Data comes in several shapes and forms. Certainly one of those shapes and forms is generally known as categorical data.

This poses an issue because most Machine Learning algorithms use only numerical data as input. Nonetheless, categorical data will likely be not a challenge to take care of, because of easy, well-defined functions that transform them into numerical values. If you’ve taken any data science course, you will likely be accustomed to the one hot encoding strategy for categorical features. This strategy is great when your features have limited categories. Nonetheless, you’ll run into some issues when coping with high cardinal features (features with many categories)
Here is how you should utilize goal encoding to rework Categorical features into numerical values.
Early in any data science course, you might be introduced to at least one hot encoding as a key technique to take care of categorical values, and rightfully so, as this strategy works very well on low cardinal features (features with limited categories).

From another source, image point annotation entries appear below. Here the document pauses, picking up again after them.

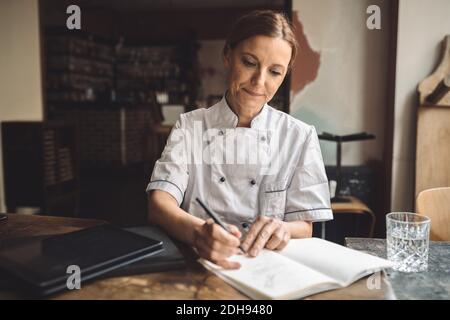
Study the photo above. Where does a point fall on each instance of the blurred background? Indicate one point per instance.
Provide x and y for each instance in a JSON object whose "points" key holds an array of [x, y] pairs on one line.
{"points": [[85, 113]]}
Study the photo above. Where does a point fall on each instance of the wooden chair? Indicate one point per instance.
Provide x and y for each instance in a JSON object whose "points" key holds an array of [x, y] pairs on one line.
{"points": [[435, 204]]}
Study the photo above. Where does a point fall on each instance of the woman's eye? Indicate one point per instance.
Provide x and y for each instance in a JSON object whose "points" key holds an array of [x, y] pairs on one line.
{"points": [[275, 73], [248, 63]]}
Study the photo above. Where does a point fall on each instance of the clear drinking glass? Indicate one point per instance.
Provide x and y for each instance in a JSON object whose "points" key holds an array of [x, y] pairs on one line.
{"points": [[407, 236]]}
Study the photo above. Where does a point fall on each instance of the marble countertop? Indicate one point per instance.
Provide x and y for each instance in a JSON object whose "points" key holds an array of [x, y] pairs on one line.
{"points": [[431, 284]]}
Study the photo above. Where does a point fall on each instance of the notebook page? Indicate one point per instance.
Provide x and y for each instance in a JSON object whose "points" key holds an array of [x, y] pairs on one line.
{"points": [[343, 264], [273, 276]]}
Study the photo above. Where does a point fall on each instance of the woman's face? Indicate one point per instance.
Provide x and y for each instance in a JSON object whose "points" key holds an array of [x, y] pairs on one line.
{"points": [[256, 68]]}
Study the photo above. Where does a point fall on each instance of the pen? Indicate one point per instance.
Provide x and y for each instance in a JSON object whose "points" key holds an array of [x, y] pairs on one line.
{"points": [[216, 219]]}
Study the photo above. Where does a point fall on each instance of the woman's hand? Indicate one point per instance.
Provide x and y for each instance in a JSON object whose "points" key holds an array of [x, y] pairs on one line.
{"points": [[266, 232], [215, 244]]}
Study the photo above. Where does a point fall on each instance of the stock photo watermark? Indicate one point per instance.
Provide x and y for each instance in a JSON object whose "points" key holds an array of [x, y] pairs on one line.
{"points": [[74, 280], [73, 21], [374, 281]]}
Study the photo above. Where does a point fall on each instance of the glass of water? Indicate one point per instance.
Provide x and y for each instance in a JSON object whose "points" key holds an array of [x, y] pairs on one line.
{"points": [[407, 236]]}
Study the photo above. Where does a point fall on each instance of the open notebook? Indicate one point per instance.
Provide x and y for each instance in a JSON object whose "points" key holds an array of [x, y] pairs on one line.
{"points": [[302, 268]]}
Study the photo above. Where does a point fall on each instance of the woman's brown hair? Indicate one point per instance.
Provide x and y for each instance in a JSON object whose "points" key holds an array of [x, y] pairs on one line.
{"points": [[262, 23]]}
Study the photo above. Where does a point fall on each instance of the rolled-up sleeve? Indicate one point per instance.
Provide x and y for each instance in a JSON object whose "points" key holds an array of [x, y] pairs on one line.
{"points": [[170, 173], [308, 196]]}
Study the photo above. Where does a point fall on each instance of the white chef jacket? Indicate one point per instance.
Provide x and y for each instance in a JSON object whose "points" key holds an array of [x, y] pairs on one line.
{"points": [[274, 168]]}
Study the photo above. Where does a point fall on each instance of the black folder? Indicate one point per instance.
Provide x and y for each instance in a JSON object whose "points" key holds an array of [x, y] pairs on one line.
{"points": [[42, 264], [170, 258]]}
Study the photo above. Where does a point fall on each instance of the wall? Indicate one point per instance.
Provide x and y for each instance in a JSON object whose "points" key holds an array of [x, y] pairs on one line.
{"points": [[422, 25], [340, 87], [20, 65]]}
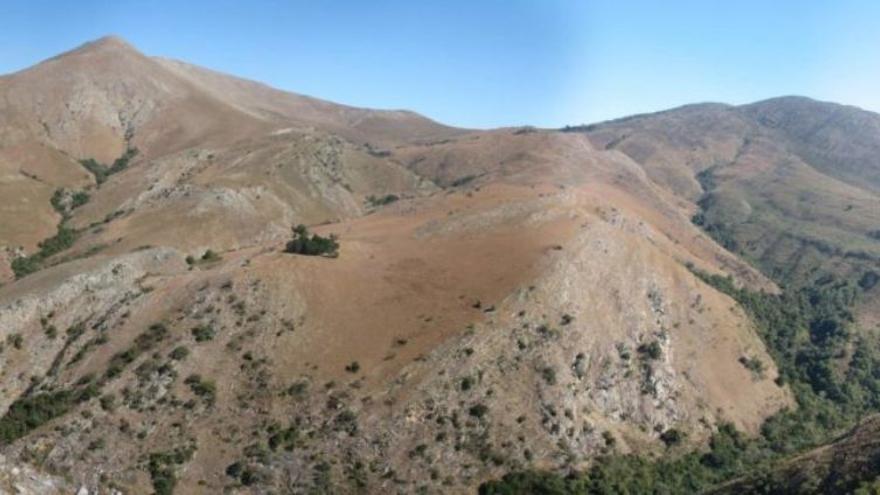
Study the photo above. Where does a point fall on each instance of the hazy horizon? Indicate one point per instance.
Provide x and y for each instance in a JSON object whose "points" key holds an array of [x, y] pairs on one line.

In a nutshell, One hot encoding transforms each category right into a binary vector, where the corresponding category is marked as ‘True’ or ‘1’, and all other categories are marked with ‘False’ or ‘0’.
import pandas as pd# Sample categorical data
data = {'Category': ['Red', 'Green', 'Blue', 'Red', 'Green']}
# Create a DataFrame
df = pd.DataFrame(data)
# Perform one-hot encoding
one_hot_encoded = pd.get_dummies(df['Category'])
# Display the result
print(one_hot_encoded)
While this works great for features with limited categories (Lower than 10–20 categories), because the variety of categories increases, the one-hot encoded vectors change into longer and sparser, potentially resulting in increased memory usage and computational complexity, let’s take a look at an example.
The below code uses Amazon Worker Access data, made publicity available in kaggle: https://www.kaggle.com/datasets/lucamassaron/amazon-employee-access-challenge
The info incorporates eight categorical feature columns indicating characteristics of the required resource, role, and workgroup of the worker at Amazon.
data.info()
# Display the variety of unique values in each column
unique_values_per_column = data.nunique()print("Variety of unique values in each column:")
print(unique_values_per_column)
Using one hot encoding may very well be difficult in a dataset like this attributable to the high variety of distinct categories for every feature.
#Initial data memory usage
memory_usage = data.memory_usage(deep=True)
total_memory_usage = memory_usage.sum()
print(f"nTotal memory usage of the DataFrame: {total_memory_usage / (1024 ** 2):.2f} MB")
#one-hot encoding categorical features
data_encoded = pd.get_dummies(data,
columns=data.select_dtypes(include='object').columns,
drop_first=True)data_encoded.shape
# Memory usage for the one-hot encoded dataset
memory_usage = data_encoded.memory_usage(deep=True)
total_memory_usage = memory_usage.sum()
print(f"nTotal memory usage of the DataFrame: {total_memory_usage / (1024 ** 2):.2f} MB")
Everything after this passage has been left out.